Giving Compass’ Take:
• Todd J. Sukol, writing for eJewish Philanthropy, discusses the skill-building efforts that need to happen for Jewish philanthropy to be successful.
• How can all philanthropists benefit from reflection on their grantmaking practices?
• Read about Jewish philanthropy and collective responsibility.
I was pleased to read Rabbi Andy Kastner’s important call for increased professionalization in Jewish grantmaking (Jewish Grantmakers: The Futurists of Our Time, eJewishPhilanthropy, February 13, 2019). I would only add that for such an endeavor to have genuine, long-term utility, it needs to start off as something much more than utilitarian. If the will to develop professional standards and ethical guidelines for Jewish philanthropy has finally arrived (I certainly hope so), we would do well to start the process with learning, reflection and sharing.
Too often in Jewish communal life we create professional development programs from our own limited experiences, neglecting three essential activities that will contribute to the success of our work.
- Questioning what we are trying to accomplish – I wish I had a dollar for every time I have heard my esteemed trustee, mentor and friend Louis M. Mayberg, an entrepreneur extraordinaire, ask the question “what are we trying to accomplish?”

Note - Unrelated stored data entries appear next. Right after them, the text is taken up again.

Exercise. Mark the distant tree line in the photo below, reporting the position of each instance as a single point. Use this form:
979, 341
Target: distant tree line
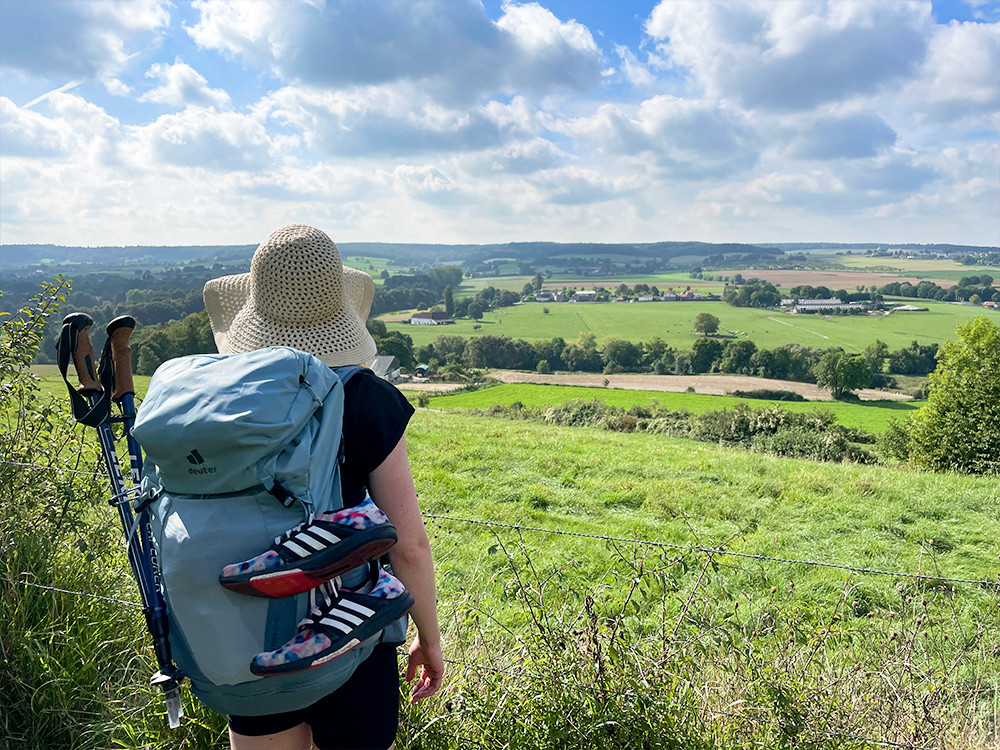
835, 369
418, 291
969, 288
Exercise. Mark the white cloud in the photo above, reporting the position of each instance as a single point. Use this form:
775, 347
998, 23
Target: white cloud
27, 133
840, 137
183, 86
451, 48
391, 120
203, 138
72, 39
688, 139
960, 76
792, 55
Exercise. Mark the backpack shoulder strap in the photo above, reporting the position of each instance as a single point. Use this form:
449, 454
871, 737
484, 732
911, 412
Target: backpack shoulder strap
347, 372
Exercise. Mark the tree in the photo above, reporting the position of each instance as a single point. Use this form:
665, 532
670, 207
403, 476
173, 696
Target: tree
842, 373
876, 354
449, 301
706, 324
736, 357
475, 311
704, 354
621, 356
958, 429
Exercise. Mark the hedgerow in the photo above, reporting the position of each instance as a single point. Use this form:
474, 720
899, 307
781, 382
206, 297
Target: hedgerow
814, 434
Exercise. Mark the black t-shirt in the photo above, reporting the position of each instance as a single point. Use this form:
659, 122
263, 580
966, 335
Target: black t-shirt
375, 418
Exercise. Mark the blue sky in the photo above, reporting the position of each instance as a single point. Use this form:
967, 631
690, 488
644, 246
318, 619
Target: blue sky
217, 121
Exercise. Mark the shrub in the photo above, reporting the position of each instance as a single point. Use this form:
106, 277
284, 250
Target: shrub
770, 395
959, 427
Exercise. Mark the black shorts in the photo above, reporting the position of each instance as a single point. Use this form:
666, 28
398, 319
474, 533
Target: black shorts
362, 714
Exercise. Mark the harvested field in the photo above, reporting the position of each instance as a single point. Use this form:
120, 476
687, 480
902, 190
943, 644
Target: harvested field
715, 385
833, 279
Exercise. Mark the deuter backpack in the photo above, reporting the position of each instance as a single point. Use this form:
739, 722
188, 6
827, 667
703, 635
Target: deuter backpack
239, 449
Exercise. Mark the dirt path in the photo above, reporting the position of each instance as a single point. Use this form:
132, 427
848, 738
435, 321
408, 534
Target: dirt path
716, 385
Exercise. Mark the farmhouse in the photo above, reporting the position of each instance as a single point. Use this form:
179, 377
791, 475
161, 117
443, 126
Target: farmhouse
548, 296
431, 318
823, 305
386, 367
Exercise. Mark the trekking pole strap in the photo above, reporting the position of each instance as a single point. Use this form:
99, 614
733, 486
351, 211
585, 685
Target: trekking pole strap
91, 402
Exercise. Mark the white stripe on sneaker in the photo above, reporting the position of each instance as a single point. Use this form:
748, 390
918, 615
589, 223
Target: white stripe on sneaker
331, 538
360, 608
334, 623
311, 541
300, 551
346, 616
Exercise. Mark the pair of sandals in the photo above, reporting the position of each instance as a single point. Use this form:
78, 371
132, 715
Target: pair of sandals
311, 557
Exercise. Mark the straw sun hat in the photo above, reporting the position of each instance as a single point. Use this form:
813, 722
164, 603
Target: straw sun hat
299, 294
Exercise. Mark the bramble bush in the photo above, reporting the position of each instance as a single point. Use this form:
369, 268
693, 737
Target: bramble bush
814, 434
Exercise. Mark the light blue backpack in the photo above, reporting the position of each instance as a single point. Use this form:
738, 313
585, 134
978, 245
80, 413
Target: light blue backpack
240, 448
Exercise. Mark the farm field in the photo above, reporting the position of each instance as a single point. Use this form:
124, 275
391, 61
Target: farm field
673, 322
865, 271
873, 416
679, 280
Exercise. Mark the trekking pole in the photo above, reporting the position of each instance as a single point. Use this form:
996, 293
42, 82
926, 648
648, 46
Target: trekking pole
74, 343
167, 677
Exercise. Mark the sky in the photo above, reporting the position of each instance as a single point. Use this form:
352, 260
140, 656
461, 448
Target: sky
466, 121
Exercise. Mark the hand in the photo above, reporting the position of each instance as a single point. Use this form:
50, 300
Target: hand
431, 664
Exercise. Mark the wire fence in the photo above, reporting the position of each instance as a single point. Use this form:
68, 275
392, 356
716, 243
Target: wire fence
714, 551
479, 667
687, 707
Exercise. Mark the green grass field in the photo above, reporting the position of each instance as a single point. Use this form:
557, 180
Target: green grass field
673, 322
575, 572
873, 416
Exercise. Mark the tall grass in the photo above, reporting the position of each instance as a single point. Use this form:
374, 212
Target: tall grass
720, 632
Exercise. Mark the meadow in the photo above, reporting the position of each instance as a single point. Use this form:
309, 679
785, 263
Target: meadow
673, 322
596, 590
873, 416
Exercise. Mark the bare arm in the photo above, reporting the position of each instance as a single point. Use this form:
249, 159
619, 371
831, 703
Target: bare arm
391, 486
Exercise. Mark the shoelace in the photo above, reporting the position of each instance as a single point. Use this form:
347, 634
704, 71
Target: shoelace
329, 591
295, 529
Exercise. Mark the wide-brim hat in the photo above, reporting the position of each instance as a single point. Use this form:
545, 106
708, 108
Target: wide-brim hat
299, 294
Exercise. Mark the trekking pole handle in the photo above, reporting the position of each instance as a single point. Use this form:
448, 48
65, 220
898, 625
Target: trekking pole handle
83, 353
119, 330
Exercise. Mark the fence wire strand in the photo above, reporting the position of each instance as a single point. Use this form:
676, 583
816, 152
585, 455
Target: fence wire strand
673, 704
600, 537
664, 545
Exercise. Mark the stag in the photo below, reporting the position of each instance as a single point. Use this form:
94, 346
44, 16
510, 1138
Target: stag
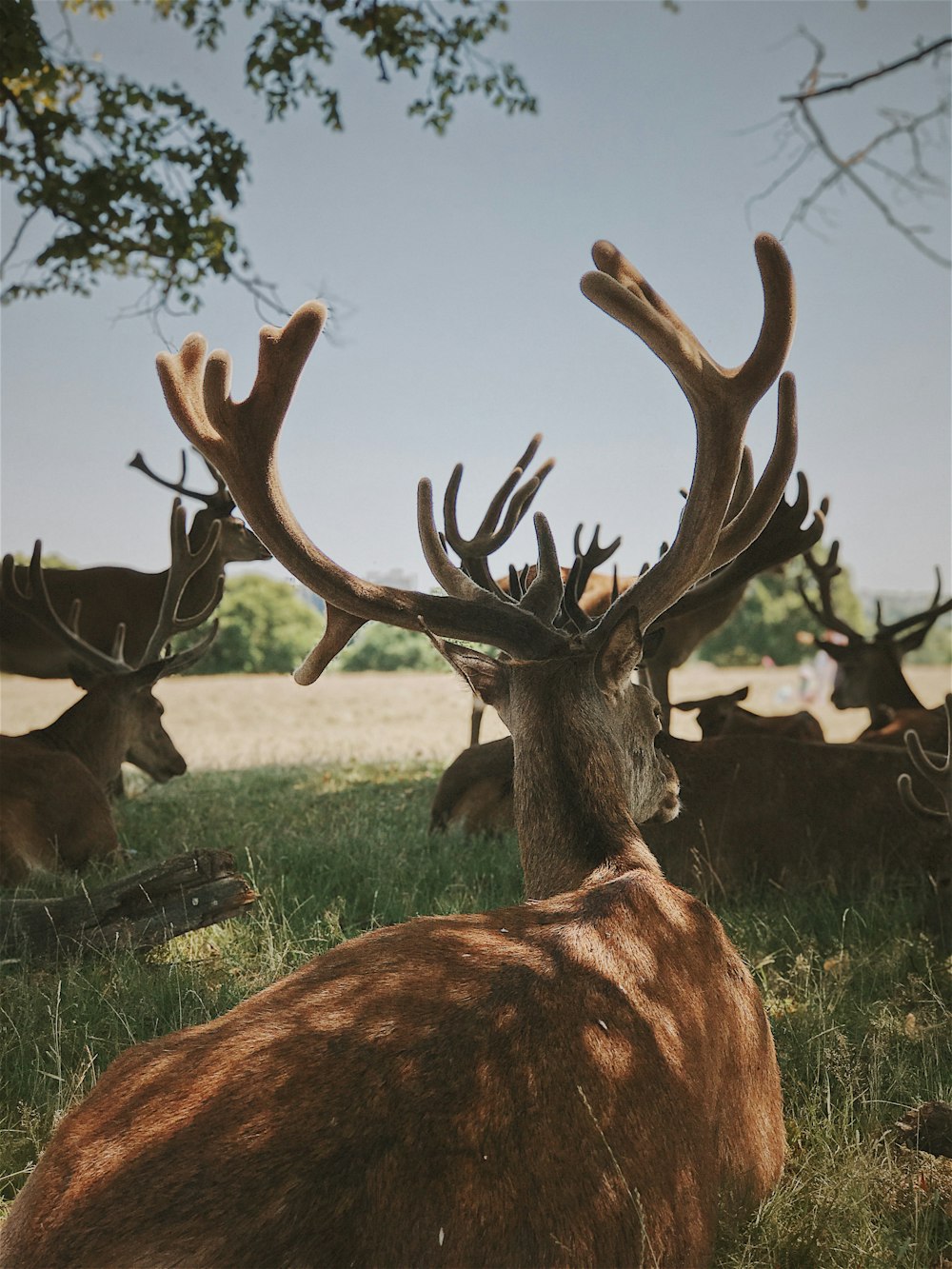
724, 716
870, 669
56, 811
586, 1078
112, 597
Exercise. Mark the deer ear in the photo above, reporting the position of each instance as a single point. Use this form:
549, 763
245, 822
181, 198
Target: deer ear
621, 652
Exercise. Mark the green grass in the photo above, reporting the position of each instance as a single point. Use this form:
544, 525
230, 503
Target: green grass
860, 999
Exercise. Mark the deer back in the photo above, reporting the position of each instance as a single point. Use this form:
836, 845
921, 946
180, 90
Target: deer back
419, 1097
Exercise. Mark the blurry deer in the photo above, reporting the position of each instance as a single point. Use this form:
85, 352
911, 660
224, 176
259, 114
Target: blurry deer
870, 669
754, 808
112, 597
585, 1079
56, 780
723, 716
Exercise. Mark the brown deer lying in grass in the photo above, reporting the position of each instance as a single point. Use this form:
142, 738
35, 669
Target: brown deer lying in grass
870, 669
848, 827
56, 811
723, 716
585, 1079
707, 605
113, 597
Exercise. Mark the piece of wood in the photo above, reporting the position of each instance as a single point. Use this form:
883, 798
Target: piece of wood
143, 910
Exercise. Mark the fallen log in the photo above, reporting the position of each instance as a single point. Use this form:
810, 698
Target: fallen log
143, 910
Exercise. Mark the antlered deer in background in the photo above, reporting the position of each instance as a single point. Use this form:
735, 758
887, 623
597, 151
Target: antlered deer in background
56, 811
870, 670
723, 716
588, 1078
112, 597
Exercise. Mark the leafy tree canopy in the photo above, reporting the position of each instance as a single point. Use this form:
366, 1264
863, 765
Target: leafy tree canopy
265, 627
773, 621
387, 647
137, 179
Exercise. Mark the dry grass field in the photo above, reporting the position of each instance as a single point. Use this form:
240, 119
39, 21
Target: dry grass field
238, 721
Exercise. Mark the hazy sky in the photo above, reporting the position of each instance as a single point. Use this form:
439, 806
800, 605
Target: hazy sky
456, 262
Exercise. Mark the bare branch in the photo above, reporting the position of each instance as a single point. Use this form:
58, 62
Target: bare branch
805, 138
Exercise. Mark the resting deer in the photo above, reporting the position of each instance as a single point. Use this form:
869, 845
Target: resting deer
847, 829
110, 597
586, 1078
723, 716
870, 669
56, 811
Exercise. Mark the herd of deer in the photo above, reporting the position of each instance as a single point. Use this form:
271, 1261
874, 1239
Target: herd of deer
586, 1078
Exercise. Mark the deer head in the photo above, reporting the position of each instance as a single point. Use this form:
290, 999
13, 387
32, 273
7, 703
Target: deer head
868, 667
564, 675
120, 717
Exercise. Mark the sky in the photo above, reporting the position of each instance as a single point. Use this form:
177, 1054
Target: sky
453, 264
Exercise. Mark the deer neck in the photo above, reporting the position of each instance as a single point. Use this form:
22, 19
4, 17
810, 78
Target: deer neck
91, 730
571, 795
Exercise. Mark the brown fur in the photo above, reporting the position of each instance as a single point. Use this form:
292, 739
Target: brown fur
55, 811
42, 831
112, 597
723, 716
585, 1079
931, 724
833, 814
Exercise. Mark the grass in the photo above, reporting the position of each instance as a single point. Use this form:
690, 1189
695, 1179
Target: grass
861, 1001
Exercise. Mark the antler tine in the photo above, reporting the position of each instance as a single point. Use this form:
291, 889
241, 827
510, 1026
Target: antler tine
221, 495
823, 576
583, 566
781, 541
34, 603
178, 486
240, 439
490, 536
182, 568
927, 617
722, 401
937, 773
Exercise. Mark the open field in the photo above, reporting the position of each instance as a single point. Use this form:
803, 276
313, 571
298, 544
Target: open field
236, 721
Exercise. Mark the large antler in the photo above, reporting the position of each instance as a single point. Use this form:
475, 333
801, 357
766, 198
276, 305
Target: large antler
220, 502
937, 773
783, 538
823, 575
242, 438
714, 528
33, 601
918, 625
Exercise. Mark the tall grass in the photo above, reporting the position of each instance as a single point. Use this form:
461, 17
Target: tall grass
861, 1001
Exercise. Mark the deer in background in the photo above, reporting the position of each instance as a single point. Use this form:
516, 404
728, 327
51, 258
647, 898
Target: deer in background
586, 1078
112, 597
870, 669
723, 716
56, 811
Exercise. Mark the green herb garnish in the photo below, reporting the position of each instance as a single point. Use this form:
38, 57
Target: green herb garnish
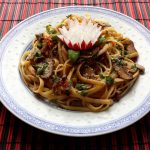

- Rethinking what we know – I offer below just a few thought questions that call into question things many of us take for granted about philanthropy.
- What is philanthropy?
- What makes Jewish philanthropy inherently Jewish?
- What work can philanthropy take on effectively and what work should be left to commercial or governmental actors?
- Is philanthropy distinct from charity or is one a subset of the other?
- Learning from outside experts – We are neither the first generation nor the only ethnic group to recognize how incredibly hard it is to give money away impactfully.
Philanthropy done well requires good judgment, and judgment requires extraordinary sensitivity and a wealth of understanding, context and perspective. Any Jewish philanthropy playbook that is to be of lasting value must be rooted in deep thinking about the significance and purpose of Jewish wisdom and values, and of philanthropy itself.